Pergunta: Na educação das crianças é aconselhável que os pais procurem uma leitura astrológica das potencialidades da criança para inibir as tendências prejudiciais e fortalecer as benéficas. Isso valerá a pena? Não será necessário e fundamentalmente benéfico que a criança passe pelas situações e experiências assim chamadas adversas? A natureza espiritual não se fortalece quando elas são superadas? Uma virtude adquirida não é melhor do que a inocência ou a pureza conseguida por meio da fuga?

Resposta: Não, não aconselhamos os pais a pedir uma leitura astrológica para seus filhos. Aconselhamos que estudem astrologia para que sejam capazes de estudar e ler os horóscopos de seus filhos. Fazemos isso porque, embora astrólogos estranhos à família, profissionais ou não, possam ser muito mais competentes na leitura dos horóscopos das crianças que os pais, falta-lhes o interesse vital profundo e a simpatia que guiarão intuitivamente os pais a uma compreensão muito maior daquilo que está contido nessa pequena forma, o que nunca poderá ser alcançado por um estranho.

Os pais ressaltarão muito mais os fatos revelados pelo horóscopo da criança quando puderem interpretá-los por si mesmos, vendo-os representados numa forma simbólica, do que quando esse horoscopo é simplesmente registrado numa pagina datilografada para ser lido.
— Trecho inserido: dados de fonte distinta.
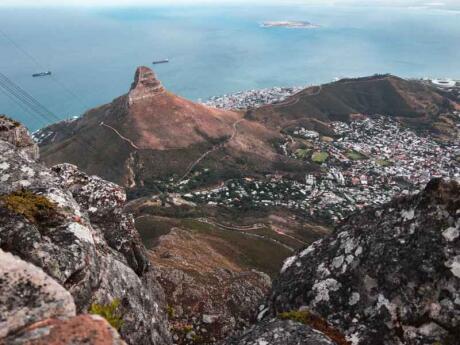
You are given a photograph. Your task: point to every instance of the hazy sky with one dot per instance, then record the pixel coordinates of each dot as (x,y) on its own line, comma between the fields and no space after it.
(33,3)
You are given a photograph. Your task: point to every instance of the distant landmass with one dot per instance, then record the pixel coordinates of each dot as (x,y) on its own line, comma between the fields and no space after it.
(290,25)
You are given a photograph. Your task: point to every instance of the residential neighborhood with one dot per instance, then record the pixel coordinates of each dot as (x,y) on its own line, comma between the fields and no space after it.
(368,162)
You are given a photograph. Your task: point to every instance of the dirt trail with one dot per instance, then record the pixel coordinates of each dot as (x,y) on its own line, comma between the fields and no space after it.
(129,141)
(214,148)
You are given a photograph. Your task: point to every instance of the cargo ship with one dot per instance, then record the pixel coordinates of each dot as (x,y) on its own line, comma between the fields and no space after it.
(160,61)
(41,74)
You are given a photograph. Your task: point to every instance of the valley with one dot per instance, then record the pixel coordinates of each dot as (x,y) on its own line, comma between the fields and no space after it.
(223,193)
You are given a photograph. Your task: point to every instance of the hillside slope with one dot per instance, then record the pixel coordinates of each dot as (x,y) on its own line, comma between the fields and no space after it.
(150,134)
(414,104)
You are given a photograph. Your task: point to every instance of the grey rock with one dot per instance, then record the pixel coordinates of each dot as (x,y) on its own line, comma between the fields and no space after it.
(386,276)
(28,295)
(280,332)
(16,134)
(86,244)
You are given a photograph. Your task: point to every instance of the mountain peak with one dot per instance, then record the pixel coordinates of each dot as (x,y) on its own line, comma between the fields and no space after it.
(145,85)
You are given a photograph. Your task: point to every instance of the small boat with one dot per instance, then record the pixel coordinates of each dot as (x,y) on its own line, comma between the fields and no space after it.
(160,61)
(41,74)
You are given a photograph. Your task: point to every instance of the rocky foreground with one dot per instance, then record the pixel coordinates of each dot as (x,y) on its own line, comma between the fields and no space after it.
(73,269)
(388,275)
(67,249)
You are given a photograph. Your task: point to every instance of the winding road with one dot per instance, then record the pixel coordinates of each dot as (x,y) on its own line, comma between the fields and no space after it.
(214,148)
(129,141)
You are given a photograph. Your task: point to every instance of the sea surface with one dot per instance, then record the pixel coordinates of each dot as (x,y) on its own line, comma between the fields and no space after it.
(93,52)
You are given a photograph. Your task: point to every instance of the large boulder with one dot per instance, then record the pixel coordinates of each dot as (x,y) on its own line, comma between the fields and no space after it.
(280,332)
(71,226)
(388,275)
(28,295)
(16,134)
(79,330)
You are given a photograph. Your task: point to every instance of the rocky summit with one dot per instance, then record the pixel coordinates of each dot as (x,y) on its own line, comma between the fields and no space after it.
(388,275)
(67,249)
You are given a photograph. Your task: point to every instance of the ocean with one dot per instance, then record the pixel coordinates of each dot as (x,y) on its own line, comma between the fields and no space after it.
(93,52)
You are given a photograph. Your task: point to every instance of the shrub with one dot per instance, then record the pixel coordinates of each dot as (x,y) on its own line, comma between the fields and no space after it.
(34,207)
(110,312)
(316,322)
(319,157)
(170,311)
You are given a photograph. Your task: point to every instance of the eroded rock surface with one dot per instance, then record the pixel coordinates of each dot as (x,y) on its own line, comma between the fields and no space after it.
(386,276)
(27,295)
(71,226)
(280,332)
(79,330)
(16,134)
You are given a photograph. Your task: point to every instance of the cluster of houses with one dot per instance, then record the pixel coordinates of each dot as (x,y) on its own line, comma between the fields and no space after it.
(368,162)
(252,98)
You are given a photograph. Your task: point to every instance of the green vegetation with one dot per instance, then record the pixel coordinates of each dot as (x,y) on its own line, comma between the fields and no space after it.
(110,312)
(319,157)
(316,322)
(36,208)
(248,251)
(384,162)
(302,153)
(170,311)
(326,139)
(355,155)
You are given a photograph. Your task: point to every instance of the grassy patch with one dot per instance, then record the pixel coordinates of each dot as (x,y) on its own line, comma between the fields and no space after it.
(110,312)
(319,157)
(246,250)
(384,162)
(36,208)
(326,139)
(355,155)
(302,153)
(316,322)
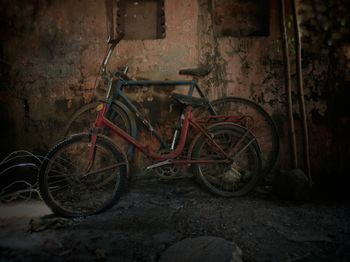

Os pais que conhecem astrologia estarão muitos mais aptos e qualificados, graças a um discernimento mais profundo, a ajudar a criança a desenvolver as boas tendências e a evitar as armadilhas reveladas pelas más inclinações. Nosso correspondente pergunta, em seguida, se isso vale a pena e se não seria melhor para a criança deixá-la enfrentar as dificuldades e passar pelas experiências adversas que o horóscopo mostre. Não, absolutamente.

O que pensaríamos do capitão de um navio que iniciasse uma viagem desprovido de mapas e de uma bússola por achar muito melhor aprender pela experiência do que evitar rochedos e bancos de areia já descobertos e reproduzidos em mapas por outros? Nós o qualificaríamos de imprudente, e ficaríamos surpresos se ele não despedaçasse o seu navio de encontro aos rochedos. Se cada um de nós se recusasse a valer-se da experiência dos outros contidas em livros e em relatos, e do conhecimento geral atualmente disponível no mundo, quão limitada seria a experiência individual. O mundo cometeria os mesmos erros vezes sem conta.

A mesma situação se repete em nossas escolas, se compararmos os alunos aos mecânicos treinados manualmente. O rapaz que vai para uma oficina e aprende somente pela prática a executar o seu trabalho, pode tornar-se razoavelmente hábil em sua tarefa durante o tempo que um outro despende numa escola técnica, mas, quando o estudante técnico se gradua e é admitido na oficina, não somente compreende rapidamente o que o primeiro aprendeu pela experiência, mas logo o ultrapassa. Assim é a experiência universal em todos os aspectos e departamentos da vida. Ao acrescentarmos a experiência pratica dos outros, contida em livros e ensinada nas escolas, a nossa experiência, adquirimos um conhecimento muito mais vasto do que poderíamos obter por qualquer outro meio.

Dá-se o mesmo na escola da vida, no que se refere à ética e à moral. Se alguém, interessado em nós e conhecedor dos nossos pontos fracos estiver capacitado a dar-nos o treino necessário, incentivar-nos no aspecto particular da moral e da ética, prontificando-se a ajudar-nos, poderá refrear o nosso impulso quando estivermos prestes a cair de cabeça em um abismo. Ajudar-nos-á a adquirir as mesmas faculdades e qualidades, mas de maneira bem diferente da que teria sido se fôssemos deixados entregues à nossa própria sorte, forçados a aprender pela experiência.

Com esses esclarecimentos, podemos progredir no caminho da evolução de forma muito mais eficiente do que se tivéssemos que aprender somente mediante nossos próprios erros e sofrimentos.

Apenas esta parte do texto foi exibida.